Now that I have explained what I mean by real-time multi-process apps, I will go into some detail of what a framework needs to provide to develop them.
To coordinate multiple processes, a framework has to
- use a communication protocol (data transport technology) because the processes may exist on separate hosts
- enable data to flow between the processes
- provide support for invoking behaviour on the processes
Data Transport Technology
The choice of data transport technology is important. Two core requirements that need to be satisfied are
- it has to be fast because the aim is to be as close to real-time as possible
- it has to be resilient because data cannot be lost
If you want data to be transferred quickly a good starting point is to ensure that you only send the data that is absolutely necessary, so it is wise to choose a transport that minimises the use of meta data/headers. This means the choice becomes restricted to TCP/IP, UDP or any of the layers below them.
In industry I have never seen the lower layers used directly in an application, they are simply too low level. However I have seen TCP/IP and UDP used, sometimes even together. I don’t think the choice of either one is obvious but in the interest of reducing complexity I will discount a hybrid solution for now. Comparing the two does help rationalise the choice:
|Throughput (in a perfect network)||Very fast||Very fast (theoretically faster than TCP/IP)|
|Data integrity||Guaranteed due to packet acknowledgement.||Lossy. Retransmission logic needs to be implemented.|
|Network stress||Contained||Potentially intense|
TCP/IP satisfies the requirement of guaranteed data at the expense of throughput (in a perfect network). It is also unicast (point to point) which means that the stress it puts on the network is contained. However, in situations where you do want to broadcast data, the logic has to be implemented.
UDP on the other hand is faster because no packet acknowledgement takes place, however it makes situations where you want to target data to a single consumer difficult. Also retransmission logic has to be coded to ensure data integrity and this is not easy because if you stick to UDP, retransmitting data means even consumers that haven’t missed packets, receive them again. These may simply ignore duplicate packets but they still need the logic to do this. A single slow or faulty consumer that continuously requests retransmissions can result in putting the network and applications under intense stress because they get flooded with data, all of which needs to be processed. Processing a lot of data ties up resources which can cause more retransmission requests, exacerbating the problem. Ultimately this becomes an ever increasing spiral that cannot be sustained. In a stressed network, UDP may be a contributing factor and will most likely perform slower than TCP/IP. I have seen major outages in well managed, high end networks happen because of this problem.
Data Flow Between Processes
For information to be exchanged between processes the framework needs to support publishing and consumption of data. By doing this in a systematic way, a single implementation can be used and putting some rules around the data, simplifies the problem. I’ll call data that follows these rules, a record:
- a record has a unique ID and version
- a record is homogenised into a standard structure (e.g. a set of key-value pairs)
- a record is immutable
- records with the same ID but different version will contain different data
Records defined this way bring order to a potentially chaotic landscape. It also means that optimisations can be put in place that will reduce transfer speed, so that it is real-time, and the network doesn’t become flooded.
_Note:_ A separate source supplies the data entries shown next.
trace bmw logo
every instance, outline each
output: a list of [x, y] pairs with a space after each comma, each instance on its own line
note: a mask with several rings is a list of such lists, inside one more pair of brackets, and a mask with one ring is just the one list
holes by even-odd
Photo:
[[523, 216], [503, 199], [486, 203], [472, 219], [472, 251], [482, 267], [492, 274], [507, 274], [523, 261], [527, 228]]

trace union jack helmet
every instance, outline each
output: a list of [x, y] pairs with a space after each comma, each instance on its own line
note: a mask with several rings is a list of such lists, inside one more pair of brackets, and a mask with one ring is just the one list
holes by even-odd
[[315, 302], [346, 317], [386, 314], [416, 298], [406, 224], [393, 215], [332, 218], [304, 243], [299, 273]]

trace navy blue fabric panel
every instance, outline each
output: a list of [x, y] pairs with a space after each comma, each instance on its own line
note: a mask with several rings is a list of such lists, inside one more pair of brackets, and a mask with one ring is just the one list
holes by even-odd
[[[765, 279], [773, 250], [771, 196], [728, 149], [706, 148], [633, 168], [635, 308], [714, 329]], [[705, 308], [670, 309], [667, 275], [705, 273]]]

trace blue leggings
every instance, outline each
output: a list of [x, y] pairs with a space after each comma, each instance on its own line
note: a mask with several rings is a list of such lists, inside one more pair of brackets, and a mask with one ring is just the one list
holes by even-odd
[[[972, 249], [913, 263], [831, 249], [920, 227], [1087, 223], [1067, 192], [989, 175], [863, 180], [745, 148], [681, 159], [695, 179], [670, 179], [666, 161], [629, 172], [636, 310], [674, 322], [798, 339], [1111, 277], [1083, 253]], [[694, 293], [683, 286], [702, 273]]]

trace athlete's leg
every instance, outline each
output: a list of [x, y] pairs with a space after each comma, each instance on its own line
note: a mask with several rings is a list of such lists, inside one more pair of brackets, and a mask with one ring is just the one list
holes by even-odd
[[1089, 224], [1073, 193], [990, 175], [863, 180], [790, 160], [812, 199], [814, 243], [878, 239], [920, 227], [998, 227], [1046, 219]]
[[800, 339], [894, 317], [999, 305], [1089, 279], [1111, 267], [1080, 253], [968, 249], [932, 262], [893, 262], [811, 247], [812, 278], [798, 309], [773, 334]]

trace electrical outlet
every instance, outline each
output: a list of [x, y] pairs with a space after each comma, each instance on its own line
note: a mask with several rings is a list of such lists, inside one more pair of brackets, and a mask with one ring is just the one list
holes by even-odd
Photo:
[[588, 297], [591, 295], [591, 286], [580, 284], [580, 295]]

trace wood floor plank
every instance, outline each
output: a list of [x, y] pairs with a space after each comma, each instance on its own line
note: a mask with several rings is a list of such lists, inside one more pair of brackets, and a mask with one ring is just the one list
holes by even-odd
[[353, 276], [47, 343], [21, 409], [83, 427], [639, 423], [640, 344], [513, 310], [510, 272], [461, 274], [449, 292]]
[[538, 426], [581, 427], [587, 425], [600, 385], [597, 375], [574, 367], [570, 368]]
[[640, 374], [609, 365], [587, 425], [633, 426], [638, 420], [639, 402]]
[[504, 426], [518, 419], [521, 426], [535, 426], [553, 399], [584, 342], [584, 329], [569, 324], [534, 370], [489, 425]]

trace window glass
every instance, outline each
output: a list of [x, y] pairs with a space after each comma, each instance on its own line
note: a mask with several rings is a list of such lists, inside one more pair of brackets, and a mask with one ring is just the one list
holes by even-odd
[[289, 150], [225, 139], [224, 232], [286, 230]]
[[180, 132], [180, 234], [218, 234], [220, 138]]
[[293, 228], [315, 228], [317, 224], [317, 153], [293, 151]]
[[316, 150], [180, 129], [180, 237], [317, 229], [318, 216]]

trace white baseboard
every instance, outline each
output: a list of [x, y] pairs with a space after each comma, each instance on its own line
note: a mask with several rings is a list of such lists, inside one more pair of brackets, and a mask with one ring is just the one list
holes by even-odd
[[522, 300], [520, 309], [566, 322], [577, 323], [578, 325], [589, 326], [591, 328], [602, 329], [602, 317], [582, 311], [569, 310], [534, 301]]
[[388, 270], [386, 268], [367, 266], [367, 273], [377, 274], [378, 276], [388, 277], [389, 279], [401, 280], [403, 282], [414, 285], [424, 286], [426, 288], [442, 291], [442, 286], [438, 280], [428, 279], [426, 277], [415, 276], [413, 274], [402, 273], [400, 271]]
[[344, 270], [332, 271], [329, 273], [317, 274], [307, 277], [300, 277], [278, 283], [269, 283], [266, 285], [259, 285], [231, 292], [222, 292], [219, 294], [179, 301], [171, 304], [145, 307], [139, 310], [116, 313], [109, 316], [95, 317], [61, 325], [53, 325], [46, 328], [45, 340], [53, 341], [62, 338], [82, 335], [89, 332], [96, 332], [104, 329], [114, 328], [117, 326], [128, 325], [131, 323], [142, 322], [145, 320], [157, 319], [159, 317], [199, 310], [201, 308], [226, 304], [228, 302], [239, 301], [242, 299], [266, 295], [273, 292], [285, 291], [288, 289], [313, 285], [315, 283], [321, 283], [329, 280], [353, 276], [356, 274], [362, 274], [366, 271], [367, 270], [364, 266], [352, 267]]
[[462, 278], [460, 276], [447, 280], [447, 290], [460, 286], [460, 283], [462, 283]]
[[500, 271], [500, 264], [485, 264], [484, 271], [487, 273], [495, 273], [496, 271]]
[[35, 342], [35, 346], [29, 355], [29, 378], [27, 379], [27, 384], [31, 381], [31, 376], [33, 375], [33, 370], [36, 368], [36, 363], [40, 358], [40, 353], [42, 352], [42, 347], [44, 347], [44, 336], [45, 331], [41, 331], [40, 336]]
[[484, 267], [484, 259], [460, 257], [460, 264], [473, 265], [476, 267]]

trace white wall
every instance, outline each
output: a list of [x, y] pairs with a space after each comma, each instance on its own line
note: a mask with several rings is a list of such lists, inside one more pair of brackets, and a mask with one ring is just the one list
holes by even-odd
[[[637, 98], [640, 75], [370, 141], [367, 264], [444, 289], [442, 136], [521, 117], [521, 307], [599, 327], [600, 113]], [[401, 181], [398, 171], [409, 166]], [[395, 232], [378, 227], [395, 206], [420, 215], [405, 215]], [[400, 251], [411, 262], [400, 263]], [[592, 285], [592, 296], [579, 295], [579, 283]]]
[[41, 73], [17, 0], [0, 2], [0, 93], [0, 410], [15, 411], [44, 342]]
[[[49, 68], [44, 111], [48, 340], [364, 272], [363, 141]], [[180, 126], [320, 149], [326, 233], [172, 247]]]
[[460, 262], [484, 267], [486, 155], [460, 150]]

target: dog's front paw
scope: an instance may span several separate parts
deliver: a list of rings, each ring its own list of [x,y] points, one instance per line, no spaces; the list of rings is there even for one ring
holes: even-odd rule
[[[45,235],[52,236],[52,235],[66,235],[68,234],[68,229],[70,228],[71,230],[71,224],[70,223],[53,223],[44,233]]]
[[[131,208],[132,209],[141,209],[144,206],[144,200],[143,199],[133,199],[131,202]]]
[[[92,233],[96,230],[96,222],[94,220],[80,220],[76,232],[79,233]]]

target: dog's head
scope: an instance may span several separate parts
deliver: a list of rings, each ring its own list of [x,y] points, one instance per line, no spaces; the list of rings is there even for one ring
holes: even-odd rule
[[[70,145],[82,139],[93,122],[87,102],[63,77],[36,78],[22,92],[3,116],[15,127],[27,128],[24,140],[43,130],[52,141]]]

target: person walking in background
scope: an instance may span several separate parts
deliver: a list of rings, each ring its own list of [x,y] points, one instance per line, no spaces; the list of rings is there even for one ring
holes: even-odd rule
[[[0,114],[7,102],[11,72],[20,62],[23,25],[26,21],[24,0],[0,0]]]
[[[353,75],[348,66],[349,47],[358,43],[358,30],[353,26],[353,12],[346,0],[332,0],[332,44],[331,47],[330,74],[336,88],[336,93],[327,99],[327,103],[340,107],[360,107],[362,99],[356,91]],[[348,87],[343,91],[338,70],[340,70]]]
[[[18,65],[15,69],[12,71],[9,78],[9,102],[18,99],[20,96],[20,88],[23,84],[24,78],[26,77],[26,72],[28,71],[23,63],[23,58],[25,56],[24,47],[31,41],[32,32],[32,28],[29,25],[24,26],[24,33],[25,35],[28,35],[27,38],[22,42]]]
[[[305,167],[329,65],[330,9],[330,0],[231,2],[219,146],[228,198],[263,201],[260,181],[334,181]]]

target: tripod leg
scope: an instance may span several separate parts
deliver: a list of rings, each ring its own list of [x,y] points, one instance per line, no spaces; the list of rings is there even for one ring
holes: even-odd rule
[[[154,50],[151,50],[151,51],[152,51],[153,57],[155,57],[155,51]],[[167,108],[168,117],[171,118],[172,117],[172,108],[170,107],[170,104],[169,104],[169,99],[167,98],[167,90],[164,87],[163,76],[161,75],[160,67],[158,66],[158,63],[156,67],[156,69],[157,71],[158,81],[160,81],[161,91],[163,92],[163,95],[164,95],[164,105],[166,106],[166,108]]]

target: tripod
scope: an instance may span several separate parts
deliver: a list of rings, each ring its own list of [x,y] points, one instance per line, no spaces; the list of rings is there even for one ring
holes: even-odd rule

The aim is to design consumers of data (clients) so that they receive the minimum amount of data requested. This is possible when a client receives all the key-value pairs in a record that it requests (or joins) and then only the changes (or deltas) for the record, on subsequent updates. I call this approach image on join, followed by deltas. It requires the client to keep a local copy of a record and then merge changes into it for each update. In this approach it is also a good idea to detect out of sequence/missed updates so that a client can resynchronise the data if it needs to.
Controlling Behaviour Using RPCs
In the above section you may have noticed the idea of clients performing actions by requesting or resynchronising data, this implies controlling the behaviour of a record publisher (service) from the client end i.e. remotely. This is made possible with remote procedure calls (RPCs). When clients request a record they need to invoke an RPC on a service asking for a record with a given ID and usually for any subsequent updates.
Summary And Conclusions
The above sections describe minimum requirements of a framework for real-time multi-process applications. Due to their complex nature, services and clients are loosely coupled and will rely on heartbeats and timeouts to infer the state of the various processes, also interactions between them will be asynchronous. A framework should seek to conceal this complex nature with a sensible API. This is possible to do only by applying rules to data, service behaviour and client behaviour.
In ClearConnect, records, services and clients have been defined and you are provided with a complete toolbox for creating your own. The API has a prevalence of callback methods which are necessary to support the asynchronous nature. We also ensured that the implementation works out of the box with minimal configuration and added utility methods that give a synchronous feel to many operations. Our higher order API makes use of our own utilities to really simplify interactions between services and clients so that you can focus on your application’s business logic. Finally we ensured that there is complete visibility of your real-time multi-process apps with essential-only logging and tooling that allows visualisation all records, service and clients.